Непорочная для Мерзавца - страница 32



Ненавижу его.

Ненавижу его, блядь, за то, что он, кажется, действительно ее любит.

— Может расскажешь, что произошло? – Мать смотрит на меня без интереса, скорее испытывающее.

Конечно, она ведь и так все знает. В ее мозгу работает целая шифровально-расшифровочная машина, которая никогда не дает сбоев. А уж сложить два и два этой женщине вполне по силам. Но она хочет знать подробности унижения Киры, хочет знать грязь, которую я вылил на нее, хочет насладиться вкусом ее слез и отчаянием. И я будто смотрюсь в зеркало. Потому что я точно такой же. Вот только сейчас, со вкусом ее поцелуя во рту, мне хочется удавиться. Наверное, чувство радости от хотя бы частично свершившейся мести придет потом, но я отчаянно цепляюсь за каждую мелочь. Как она ревела там, в песке, разбитая, словно кукла с оторванными руками и ногами, совершенно униженная и брошенная всеми. Кира это заслужила, черт! Я не сделал ничего такого, за что мне должно быть стыдно. Она знала, что рано или поздно обман вскроется - и могла все рассказать дядя, чтобы не доводить до такого!
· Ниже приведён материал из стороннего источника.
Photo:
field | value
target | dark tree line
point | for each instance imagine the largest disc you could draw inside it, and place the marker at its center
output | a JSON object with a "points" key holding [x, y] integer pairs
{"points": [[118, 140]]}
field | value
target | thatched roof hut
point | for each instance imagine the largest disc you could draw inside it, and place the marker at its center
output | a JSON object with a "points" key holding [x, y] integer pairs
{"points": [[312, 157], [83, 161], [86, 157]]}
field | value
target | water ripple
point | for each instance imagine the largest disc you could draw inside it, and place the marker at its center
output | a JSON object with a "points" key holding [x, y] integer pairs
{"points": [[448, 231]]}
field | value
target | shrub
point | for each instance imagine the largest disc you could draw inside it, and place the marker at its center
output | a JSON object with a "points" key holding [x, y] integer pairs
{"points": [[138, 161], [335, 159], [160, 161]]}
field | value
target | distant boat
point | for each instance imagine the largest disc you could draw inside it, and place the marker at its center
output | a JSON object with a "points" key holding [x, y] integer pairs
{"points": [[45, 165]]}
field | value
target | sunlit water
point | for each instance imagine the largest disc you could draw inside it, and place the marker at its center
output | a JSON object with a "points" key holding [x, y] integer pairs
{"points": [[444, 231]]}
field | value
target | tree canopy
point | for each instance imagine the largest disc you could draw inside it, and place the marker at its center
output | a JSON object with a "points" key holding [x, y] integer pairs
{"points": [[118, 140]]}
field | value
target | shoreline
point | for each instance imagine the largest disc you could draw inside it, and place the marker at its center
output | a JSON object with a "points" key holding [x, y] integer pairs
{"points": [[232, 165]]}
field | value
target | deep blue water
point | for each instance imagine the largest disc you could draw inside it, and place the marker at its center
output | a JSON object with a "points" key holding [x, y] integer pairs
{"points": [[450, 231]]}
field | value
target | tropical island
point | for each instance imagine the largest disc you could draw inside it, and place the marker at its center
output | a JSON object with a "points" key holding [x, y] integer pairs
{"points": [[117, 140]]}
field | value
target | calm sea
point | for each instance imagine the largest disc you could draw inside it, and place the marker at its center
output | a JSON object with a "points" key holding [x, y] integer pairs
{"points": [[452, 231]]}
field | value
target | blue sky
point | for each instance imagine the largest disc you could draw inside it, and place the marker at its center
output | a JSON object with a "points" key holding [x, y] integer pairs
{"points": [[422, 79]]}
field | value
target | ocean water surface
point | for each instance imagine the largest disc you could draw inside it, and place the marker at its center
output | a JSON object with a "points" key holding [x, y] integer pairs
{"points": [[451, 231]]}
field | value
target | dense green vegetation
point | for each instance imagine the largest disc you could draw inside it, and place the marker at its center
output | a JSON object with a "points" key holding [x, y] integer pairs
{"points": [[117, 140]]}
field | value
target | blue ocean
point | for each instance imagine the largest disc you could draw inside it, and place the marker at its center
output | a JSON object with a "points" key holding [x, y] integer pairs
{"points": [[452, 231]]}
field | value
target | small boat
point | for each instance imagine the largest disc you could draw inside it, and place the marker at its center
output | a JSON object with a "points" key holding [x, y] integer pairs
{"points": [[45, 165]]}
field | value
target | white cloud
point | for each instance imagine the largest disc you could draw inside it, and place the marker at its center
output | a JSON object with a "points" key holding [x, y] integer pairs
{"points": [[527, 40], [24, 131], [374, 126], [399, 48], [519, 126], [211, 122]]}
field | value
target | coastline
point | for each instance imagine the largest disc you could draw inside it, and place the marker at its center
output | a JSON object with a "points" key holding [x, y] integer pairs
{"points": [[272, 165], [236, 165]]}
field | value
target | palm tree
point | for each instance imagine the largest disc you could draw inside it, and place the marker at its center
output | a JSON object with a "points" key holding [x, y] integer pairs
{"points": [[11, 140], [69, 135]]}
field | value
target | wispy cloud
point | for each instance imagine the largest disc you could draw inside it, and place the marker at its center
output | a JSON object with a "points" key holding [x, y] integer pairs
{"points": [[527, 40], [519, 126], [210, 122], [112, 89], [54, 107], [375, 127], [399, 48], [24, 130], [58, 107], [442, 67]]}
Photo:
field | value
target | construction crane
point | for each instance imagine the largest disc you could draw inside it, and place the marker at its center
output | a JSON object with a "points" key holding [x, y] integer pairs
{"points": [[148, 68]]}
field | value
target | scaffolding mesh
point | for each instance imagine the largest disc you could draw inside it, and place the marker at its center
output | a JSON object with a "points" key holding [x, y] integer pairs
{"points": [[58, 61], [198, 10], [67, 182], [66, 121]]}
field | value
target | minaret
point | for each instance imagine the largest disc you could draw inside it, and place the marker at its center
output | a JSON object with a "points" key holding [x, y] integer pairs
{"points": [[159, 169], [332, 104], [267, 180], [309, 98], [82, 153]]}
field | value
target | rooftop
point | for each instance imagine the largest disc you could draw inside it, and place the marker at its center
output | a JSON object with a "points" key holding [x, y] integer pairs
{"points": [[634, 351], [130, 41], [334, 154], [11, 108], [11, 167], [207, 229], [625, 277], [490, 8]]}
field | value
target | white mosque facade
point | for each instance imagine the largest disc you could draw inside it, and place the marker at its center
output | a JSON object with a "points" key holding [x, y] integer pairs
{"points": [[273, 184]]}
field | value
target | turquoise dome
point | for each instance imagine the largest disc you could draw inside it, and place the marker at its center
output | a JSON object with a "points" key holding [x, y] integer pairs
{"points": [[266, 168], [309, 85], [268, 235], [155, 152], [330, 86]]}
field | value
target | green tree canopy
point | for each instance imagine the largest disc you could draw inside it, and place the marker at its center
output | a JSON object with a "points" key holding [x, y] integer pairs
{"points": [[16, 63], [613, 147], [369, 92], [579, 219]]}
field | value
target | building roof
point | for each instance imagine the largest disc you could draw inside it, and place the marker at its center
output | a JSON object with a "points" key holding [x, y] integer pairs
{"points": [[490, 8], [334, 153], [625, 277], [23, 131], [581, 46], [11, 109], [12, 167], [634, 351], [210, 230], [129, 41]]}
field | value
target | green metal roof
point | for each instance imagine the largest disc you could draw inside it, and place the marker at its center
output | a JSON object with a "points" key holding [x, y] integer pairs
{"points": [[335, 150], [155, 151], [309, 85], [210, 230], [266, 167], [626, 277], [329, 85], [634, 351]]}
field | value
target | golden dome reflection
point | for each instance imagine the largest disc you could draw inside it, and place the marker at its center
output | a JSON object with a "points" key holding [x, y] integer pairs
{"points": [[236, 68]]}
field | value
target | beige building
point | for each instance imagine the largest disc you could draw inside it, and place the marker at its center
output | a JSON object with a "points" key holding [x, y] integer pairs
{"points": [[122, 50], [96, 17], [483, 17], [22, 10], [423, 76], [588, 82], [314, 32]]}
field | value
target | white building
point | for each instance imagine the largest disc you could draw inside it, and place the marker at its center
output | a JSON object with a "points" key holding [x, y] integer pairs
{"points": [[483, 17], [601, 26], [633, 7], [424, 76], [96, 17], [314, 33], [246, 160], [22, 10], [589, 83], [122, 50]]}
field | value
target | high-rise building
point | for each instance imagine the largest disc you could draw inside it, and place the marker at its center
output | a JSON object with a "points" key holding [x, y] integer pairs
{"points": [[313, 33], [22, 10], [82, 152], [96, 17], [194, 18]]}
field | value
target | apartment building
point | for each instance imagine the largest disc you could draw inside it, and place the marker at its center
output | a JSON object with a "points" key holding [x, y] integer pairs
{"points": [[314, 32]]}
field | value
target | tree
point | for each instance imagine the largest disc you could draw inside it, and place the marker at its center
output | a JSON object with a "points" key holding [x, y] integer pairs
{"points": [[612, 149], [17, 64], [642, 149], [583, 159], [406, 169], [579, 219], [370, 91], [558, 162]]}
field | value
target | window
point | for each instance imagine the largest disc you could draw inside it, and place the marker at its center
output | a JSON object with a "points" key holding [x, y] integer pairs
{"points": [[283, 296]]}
Я тараню кулаком стену, и мать сдабривает этот жест лютой злости ленивыми аплодисментами.

— Ты можешь просто уйти? – рычу я, прикрывая глаза. За веками словно танец с саблями: все мелькает, искрится, полосует глазные яблоки до нервных импульсов в челюсть, прямо под зубы. – Вы можете все свалить на хрен хотя бы из моего номера?

«Все» - это она и Анечка, которая всюду следует за матерью, словно привязанная. И я не знаю, для чего она здесь, потому что, если в ее голове есть хоть капля здравого смысла, она будет держаться от меня подальше не только сейчас, но и всю оставшуюся жизнь. И от словосочетания «замуж за Габриэля Крюгера» будет плеваться, как монашка на сатану.
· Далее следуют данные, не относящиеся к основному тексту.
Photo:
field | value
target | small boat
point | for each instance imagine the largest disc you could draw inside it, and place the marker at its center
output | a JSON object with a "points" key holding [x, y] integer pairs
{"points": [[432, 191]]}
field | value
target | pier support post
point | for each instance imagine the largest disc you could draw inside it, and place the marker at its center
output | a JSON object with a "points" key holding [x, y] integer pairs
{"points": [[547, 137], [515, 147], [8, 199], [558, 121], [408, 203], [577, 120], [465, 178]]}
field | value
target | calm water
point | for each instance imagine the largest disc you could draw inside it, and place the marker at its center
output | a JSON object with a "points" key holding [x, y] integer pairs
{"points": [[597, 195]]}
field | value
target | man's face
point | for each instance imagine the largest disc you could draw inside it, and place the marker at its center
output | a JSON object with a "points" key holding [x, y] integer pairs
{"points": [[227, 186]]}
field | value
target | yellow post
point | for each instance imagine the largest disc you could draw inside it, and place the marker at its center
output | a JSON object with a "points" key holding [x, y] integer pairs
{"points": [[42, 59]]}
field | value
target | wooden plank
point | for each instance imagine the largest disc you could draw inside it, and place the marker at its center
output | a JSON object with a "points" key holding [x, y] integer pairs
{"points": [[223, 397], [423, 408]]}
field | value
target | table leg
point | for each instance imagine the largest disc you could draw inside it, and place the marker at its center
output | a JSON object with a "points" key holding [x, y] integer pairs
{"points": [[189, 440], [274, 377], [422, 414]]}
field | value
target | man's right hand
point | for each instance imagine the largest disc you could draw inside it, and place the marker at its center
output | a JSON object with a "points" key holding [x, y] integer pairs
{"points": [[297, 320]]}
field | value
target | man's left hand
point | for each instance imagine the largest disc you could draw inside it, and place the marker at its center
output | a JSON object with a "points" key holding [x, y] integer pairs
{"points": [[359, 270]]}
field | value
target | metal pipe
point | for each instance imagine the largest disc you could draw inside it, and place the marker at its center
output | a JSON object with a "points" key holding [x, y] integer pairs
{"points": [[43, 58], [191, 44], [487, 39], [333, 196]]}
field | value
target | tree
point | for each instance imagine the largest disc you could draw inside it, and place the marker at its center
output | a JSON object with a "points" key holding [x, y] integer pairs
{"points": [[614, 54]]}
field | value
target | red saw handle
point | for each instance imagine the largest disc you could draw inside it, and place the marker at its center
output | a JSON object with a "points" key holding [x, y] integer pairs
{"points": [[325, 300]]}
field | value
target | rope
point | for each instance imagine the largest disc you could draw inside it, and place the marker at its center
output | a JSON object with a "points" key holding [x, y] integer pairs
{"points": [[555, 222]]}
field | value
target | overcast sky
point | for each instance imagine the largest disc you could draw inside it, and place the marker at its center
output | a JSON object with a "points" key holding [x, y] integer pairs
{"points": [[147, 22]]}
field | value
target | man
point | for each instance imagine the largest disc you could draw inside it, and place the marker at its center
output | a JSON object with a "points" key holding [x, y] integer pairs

Но мать избавляется от нее, видимо справедливо оценив мое эмоциональное состояние как не подходящее для сватовства. Анечка на полусогнутых – мне ее правда почти жаль – вдоль стенки пятится к двери и выходит, писклявым голосом пожелав моей матери хороших снов.
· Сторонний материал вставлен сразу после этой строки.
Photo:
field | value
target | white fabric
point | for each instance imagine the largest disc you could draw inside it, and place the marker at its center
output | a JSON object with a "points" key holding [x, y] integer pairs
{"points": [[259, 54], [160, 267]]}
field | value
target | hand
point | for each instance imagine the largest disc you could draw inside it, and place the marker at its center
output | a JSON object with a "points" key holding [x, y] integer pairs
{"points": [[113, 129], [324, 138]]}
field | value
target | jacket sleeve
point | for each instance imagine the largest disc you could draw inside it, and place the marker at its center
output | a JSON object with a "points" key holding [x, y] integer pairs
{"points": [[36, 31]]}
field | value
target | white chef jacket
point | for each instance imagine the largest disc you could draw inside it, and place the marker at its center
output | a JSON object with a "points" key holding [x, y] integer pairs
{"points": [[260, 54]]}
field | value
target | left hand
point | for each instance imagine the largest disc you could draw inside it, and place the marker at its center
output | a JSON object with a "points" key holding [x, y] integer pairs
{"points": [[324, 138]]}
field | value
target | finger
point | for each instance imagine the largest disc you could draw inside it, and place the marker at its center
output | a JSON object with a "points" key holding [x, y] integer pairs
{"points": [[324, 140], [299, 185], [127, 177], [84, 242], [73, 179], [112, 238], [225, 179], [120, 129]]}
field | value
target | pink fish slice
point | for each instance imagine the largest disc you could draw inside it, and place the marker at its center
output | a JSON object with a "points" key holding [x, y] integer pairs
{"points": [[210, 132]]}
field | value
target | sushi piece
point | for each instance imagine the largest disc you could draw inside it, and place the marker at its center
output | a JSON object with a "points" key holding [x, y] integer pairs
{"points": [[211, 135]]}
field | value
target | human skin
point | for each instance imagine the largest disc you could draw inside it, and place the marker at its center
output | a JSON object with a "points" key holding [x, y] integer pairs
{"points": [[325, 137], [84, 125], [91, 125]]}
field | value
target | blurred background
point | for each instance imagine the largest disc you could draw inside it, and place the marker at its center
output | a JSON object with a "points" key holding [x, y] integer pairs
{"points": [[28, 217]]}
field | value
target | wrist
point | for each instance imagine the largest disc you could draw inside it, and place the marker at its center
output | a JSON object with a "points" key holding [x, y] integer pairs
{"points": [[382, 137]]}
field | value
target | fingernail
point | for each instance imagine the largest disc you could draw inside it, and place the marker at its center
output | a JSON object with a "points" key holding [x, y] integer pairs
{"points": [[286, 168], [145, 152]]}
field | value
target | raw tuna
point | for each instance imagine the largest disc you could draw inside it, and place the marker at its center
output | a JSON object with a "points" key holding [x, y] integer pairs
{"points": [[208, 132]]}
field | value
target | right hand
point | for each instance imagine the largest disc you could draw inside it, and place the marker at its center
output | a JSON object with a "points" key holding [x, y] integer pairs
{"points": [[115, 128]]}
— Ты хоть представляешь, как выглядишь? – жужжит мать, глядя на закрывшуюся за своей протеже дверь. – А она, между прочим, идеальная пара: красивая, глупая, с хорошим приданым и явно без замашек на место главной в семье. Ничего лучше ты себе не найдешь, или я совсем не знаю своего сына.

— Ты, может, и свечку над нами подержишь? – грубо огрызаюсь я.

Но это же Валентина Рязанова-Крюгер – ее невозможно расшатать или вывести из себя. Это не баркас, который утонет в малейшем шторме, это непотопляемый Ноев ковчег нашей семьи. Может быть отец застрелился не из-за долга, а просто потому, что хотел хотя бы сдохнуть не по ее указке?

— Ты заставил ее признаться? – Мать игнорирует мой вопрос и скрещивает руки на коленях с видом человека, который настроился на длительные переговоры. – Как это было? Что она сказала?

— Правда думаешь, что я хочу обсуждать это с тобой? – Я трясу головой и иду в ванну.

Зеркало уже поменяли, персонал гостиницы сработал, как часы. И в этом зеркале на меня смотрит разбитая рожа с заплывшим глазом. Давно меня так не отделывали. Кажется, последний раз так прилетало еще в школе, когда на Рафа наехал со своими быдловатыми дружками сынок местного нефтяника, и мне, как старшему, пришлось вмешаться. Получили мы тогда оба, но тех уродов отделали по первое число.

Я смываю кровь, пока вода не становится бледно розовой, потом сжимаю зубы, задерживаю дыхание – и вправляю нос. Еще одна отцовская наука. Из глаз хлещут искры, но зато хоть снова становлюсь похож на человека.